I got a dataframe with one numerical value and one 5 level factor variable.
# set seed for reproducibility
set.seed(123)
df <- tibble(group = rep(c("a", "b", "c", "d", "e"), each = 20),
values = c(rnorm(20, 0, 1), rnorm(20, 1, 1), rnorm(20, 2, 1),
rnorm(20, 3, 1), rnorm(20, 4, 1)))
I want to use summarize to get the quantiles like
df %>%
group_by(group) %>%
summarize(quantiles = quantile(values, c(0.25, 0.75)))
df %>%
group_by(group) %>%
summarize(quantile0.25 = quantile(values, c(0.25)),
quantile0.75 = quantile(values, c(0.75)))

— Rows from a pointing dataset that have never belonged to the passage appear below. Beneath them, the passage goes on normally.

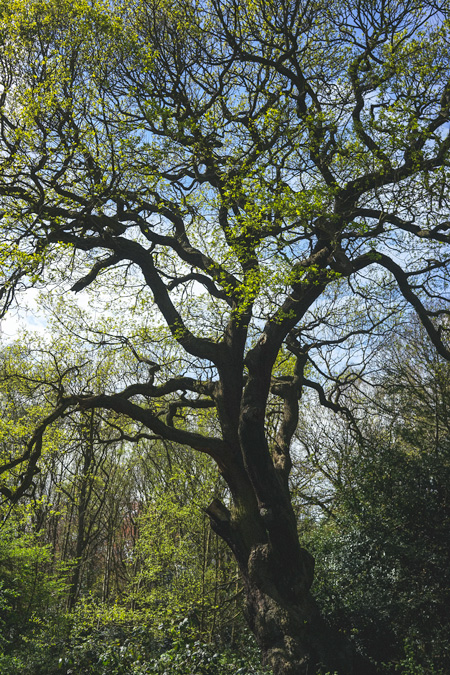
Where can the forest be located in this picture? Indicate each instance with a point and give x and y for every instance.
(225, 337)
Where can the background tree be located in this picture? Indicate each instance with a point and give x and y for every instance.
(384, 542)
(266, 187)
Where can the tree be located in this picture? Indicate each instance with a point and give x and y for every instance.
(264, 187)
(383, 544)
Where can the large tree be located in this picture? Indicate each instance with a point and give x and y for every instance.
(265, 184)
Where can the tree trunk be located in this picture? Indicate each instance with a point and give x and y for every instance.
(279, 608)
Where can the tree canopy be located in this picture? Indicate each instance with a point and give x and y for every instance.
(252, 192)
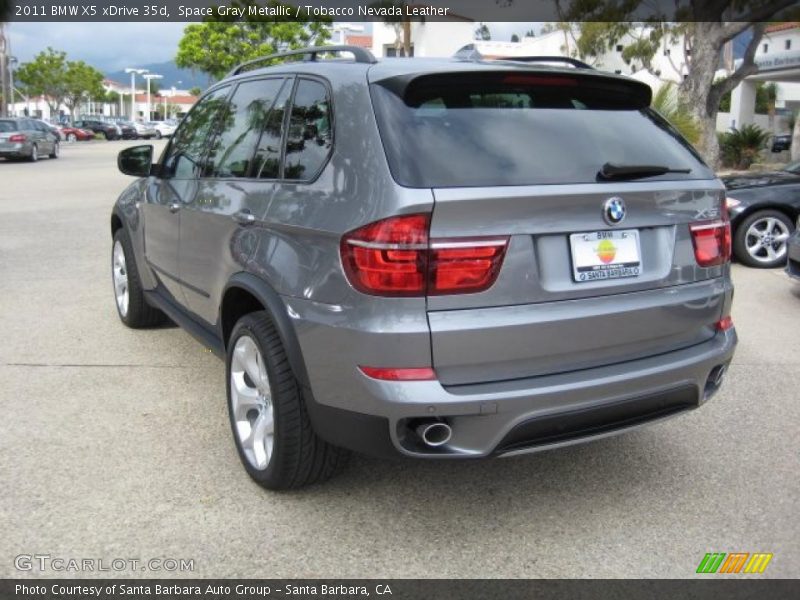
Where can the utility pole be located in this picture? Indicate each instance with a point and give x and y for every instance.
(4, 78)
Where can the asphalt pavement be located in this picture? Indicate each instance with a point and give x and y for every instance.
(115, 443)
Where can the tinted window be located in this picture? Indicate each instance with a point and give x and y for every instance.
(521, 129)
(188, 146)
(309, 139)
(268, 154)
(233, 147)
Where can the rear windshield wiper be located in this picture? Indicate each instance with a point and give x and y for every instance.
(614, 171)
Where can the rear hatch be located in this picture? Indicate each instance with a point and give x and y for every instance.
(594, 198)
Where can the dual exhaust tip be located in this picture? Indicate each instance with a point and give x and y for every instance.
(434, 433)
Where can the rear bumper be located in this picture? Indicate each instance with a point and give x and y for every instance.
(793, 255)
(352, 410)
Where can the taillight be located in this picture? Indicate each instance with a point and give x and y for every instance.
(412, 374)
(394, 257)
(712, 242)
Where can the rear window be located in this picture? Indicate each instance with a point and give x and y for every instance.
(506, 128)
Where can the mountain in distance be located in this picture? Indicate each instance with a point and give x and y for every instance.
(183, 79)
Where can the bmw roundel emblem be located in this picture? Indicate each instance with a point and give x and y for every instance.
(614, 210)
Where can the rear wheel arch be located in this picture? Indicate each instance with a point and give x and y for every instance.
(246, 293)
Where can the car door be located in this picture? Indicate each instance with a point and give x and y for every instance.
(173, 188)
(216, 224)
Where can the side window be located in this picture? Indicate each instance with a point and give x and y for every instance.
(268, 154)
(310, 137)
(188, 146)
(231, 152)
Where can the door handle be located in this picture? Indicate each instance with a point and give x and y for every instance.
(244, 217)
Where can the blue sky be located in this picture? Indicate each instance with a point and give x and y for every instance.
(114, 46)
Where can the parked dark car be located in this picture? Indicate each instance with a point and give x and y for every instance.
(764, 207)
(107, 130)
(781, 142)
(429, 258)
(27, 138)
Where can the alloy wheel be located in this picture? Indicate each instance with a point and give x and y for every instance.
(120, 275)
(251, 403)
(766, 240)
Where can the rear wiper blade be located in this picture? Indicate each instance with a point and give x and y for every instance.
(616, 171)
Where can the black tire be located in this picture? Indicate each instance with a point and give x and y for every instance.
(299, 457)
(139, 313)
(740, 239)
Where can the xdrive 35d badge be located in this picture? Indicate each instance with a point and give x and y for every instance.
(406, 258)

Either one of these. I don't know which would be more practical, getting the quantiles per one row with two variables or two rows as one variable.
And finally i want (preferably in the same pipe) use the quantiles to filter for outliers in the original dataframe, not the summarize dataframe, in each respective group, like
df %>%
group_by() %>%
summarize() %>%
filter()
where each group is filtered by their respective quantiles+-1,5IQR.
Is this possible, what would be the best approach? I think it would be straightforward to filter by group with one filter value that gets applied to all groups, but how do I apply a different filter value for each group?